In fact it is rather the opposite: That element of our experience which is best known and most loved is Consciousness itself. Whenever we desire peace, happiness or love, it is this presence of Consciousness that is, as it were, longing for its own Self.

Once it has become clear through direct experience that this Consciousness that we intimately and directly know ourselves to be, is ever-present and independent of objects (whether or not these objects are appearing) there is no longer any need to try to get rid of these objects by any focussing of the attention.

If anything it is a relaxation rather than a focussing of the attention. However, it should be emphasised that this relaxation is brought about naturally, effortlessly and spontaneously through understanding rather than through any effort or discipline of the mind.

Only an object can be concentrated upon and Consciousness is not an object. Moreover Consciousness is ever-present and is therefore available to itself, as it were, at every single moment, irrespective of the particular characteristics of that moment.

Once it has been seen clearly that we are already and always Consciousness itself, and that the Consciousness we intimately and directly know ourselves to be is the Presence in which all appearances of the mind, body and world appear, then we simply take our stand knowingly as this Presence.

This Presence that we are is like an open, loving space which welcomes all things impartially into itself. Whether we know it or not, we are that, but now we take our stand there knowingly. Not we, a person, an entity, but rather ‘I,’ ‘We’ take our stand in and as our Self, as we are, this Knowing Presence.

If however, we still feel that we are a separate entity we can simply offer or surrender every appearance of the mind, body and world to this open, loving Presence. If we know ourselves to be this Presence we can simply welcome all appearances within our Self, without agenda. Surrendering or offering is, for the ‘person,’ what welcoming is for Presence. They amount to the same thing, because in surrendering or offering all appearances, the separate self, the primal object, is itself offered up.

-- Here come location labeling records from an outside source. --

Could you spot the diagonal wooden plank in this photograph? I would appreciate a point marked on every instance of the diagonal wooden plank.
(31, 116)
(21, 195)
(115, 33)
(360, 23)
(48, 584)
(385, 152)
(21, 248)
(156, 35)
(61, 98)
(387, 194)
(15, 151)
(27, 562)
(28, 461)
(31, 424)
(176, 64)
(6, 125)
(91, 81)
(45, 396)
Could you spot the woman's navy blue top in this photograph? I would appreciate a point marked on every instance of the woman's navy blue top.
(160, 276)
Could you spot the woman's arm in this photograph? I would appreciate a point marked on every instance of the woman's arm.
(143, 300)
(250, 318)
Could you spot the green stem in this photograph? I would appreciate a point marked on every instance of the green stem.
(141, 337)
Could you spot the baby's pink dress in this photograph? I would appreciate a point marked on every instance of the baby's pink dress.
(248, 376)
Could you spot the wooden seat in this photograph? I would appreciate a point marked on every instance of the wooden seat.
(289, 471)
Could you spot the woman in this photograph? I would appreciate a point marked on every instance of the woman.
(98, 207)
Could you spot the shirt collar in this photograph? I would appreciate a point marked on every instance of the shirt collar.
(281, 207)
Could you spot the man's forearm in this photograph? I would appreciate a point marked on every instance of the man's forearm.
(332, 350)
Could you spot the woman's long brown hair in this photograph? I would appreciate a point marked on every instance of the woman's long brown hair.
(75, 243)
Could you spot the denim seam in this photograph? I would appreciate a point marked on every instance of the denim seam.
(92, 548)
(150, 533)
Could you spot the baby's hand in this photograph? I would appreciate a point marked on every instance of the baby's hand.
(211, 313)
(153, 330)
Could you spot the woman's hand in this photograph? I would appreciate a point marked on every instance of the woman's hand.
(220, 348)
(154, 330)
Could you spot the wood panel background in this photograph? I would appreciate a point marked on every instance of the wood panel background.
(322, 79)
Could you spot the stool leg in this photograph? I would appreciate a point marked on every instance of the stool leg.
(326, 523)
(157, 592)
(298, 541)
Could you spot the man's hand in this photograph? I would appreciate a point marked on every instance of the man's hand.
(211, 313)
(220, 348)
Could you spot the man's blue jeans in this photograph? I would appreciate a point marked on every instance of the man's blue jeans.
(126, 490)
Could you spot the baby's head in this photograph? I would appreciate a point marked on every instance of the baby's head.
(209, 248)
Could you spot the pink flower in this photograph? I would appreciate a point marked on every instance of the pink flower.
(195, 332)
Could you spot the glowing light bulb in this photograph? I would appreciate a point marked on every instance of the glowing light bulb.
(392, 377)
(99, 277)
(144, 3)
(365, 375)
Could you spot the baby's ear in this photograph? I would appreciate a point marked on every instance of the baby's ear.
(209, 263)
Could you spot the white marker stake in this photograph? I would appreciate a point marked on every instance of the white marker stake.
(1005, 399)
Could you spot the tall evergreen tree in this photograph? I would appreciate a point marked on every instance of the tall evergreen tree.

As we take our stand as this Knowing Presence it becomes clearer and clearer, usually over a period of time, that we are not just the background, the witness of all experience but also its substance. In the path of wisdom or discrimination we come to know ourselves as ‘nothing,’ that is, no-thing, non-objective Knowing Presence prior to and independent of the mind, body and world. In the path of love we come to know ourselves as everything, the substance of all things.


As regards, the prerequisite for Enlightenment: as ‘Enlightenment’ is the timeless, non-objective experience of Consciousness knowing its own Being, the only prerequisite for such a knowing is Consciousness and Being. See clearly in your own intimate and direct experience that Consciousness and Being are ever-present, which means right now, in this very experience, they are shining. If you feel that Consciousness and Being are not present, that you are somehow separate from or other than this Knowing Presence, simply turn your heart and your mind towards it, towards that placeless place in your self that is the most intimate thing that you know. Remain there and allow it to reveal itself to you, that is, to itself. This turning round is the moment the prodigal son turns away from the world of objects towards the ‘father’ and is immediately met with the purple robe of Love. If the personal entity does anything at all, it simply turns around. Presence does everything else.